My dad is color blind. He has never seen the color red before, or any other form of red in the colors of pink, violet or even browns (all brown has some red in it). I never thought much about it except when he accidentally bought a pink baseball glove for my son (which was awesome!) or try to put together color coated parts to a tent when we were camping. Or trying to pick out flowers for his garden or paint colors for a piece of furniture he is building.
It makes me consider how we think about disability. When I was in art and design school, we had one class devoted to universal design. The concept is where a design is usable by almost anyone of any ability. This encompassed anyone from wheelchair accessibility to the elderly aging in place to people who were blind and/or deaf. I though it was the most important and meaningful class from the entire program.
It wasn’t until much later I realized I never considered that people were mostly not disabled. The disability was only created by the limitations of our environment. This can be true for any disability. You can design a home around the needs of a blind person where they can live completely independent and without barriers.
My husband and I intentionally purchased a one-story home because we are only going to get older and what if one of us would someday need a wheelchair? On top of the life altering abilities of that experience, your environment can quickly become your most debilitating aspect of your life.
This is also true for autistic individuals.
Here in America, we like it loud.
My husband and I went into a cell phone store to switch phone carriers and the music was so loud I could not understand a word the employee was trying to say to me. I literally could not make my mind compute the words coming out of his mouth because all I could hear was the blaring 80’s music coming from the speakers. It was like being in a night club from hell. I must have looked like an idiot to him. I looked around and no one else seemed to notice. It left me agitated for the rest of the day and irritated they created such an environment.
That situation made me disabled in a way I had not previously considered. Looking back at my childhood, school was such a challenge because it was so hard to pay attention when there were so many noises and distractions. I tried as hard as I could to be a good student and sit still in class, but most of school life was misery. That was 30 years ago and I hope in some ways we have learned to design better but I sincerely doubt it.
This is why it is so important to include differently abled people in the design process.

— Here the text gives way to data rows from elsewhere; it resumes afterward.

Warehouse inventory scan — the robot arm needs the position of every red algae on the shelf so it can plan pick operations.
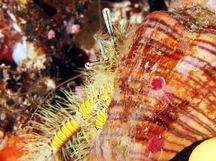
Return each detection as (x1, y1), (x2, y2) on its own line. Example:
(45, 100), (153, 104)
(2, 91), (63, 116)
(0, 135), (25, 161)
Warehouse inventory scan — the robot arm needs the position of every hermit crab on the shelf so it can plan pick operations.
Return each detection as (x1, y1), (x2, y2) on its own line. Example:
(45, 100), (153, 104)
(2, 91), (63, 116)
(19, 0), (216, 161)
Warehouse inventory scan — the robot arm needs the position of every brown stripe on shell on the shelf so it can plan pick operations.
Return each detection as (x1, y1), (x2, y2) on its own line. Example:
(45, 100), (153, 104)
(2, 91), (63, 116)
(89, 11), (216, 161)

Whether that be someone on staff at an architectural firm, or within an industrial design team. All types of people really must be represented and supply input because otherwise we will always live and deal with disability in a burdensome and negative way.
We are coming along but we are not there yet. We should be making goals of not just accommodating but including differently abled people every step of the life process. This goes for all types of ability.
This is especially true for autistic individuals. For whatever reason autism is still so misunderstood as a behavioral issue. Behavior only comes as a byproduct of an individuals environment. If you change the environment, you can change the behavior. Autistic kids want to thrive and be loved just as they are. It makes so much sense to me if we modified our environments, even just a little, it could make a huge difference for so many.
I’m an adult. I’ve made it to an age where I am comfortable enough to assert myself and get my needs met. Most autistic children are taught their needs don’t matter and it’s more important to make them change to fit into society. This is WRONG thinking and will only cause distress for these individuals the rest of their lives.
It’s time for autistics to stand up with their advocates and start making the changes we want to see for ourselves. We deserve it just as much as everyone else and we should expect no less.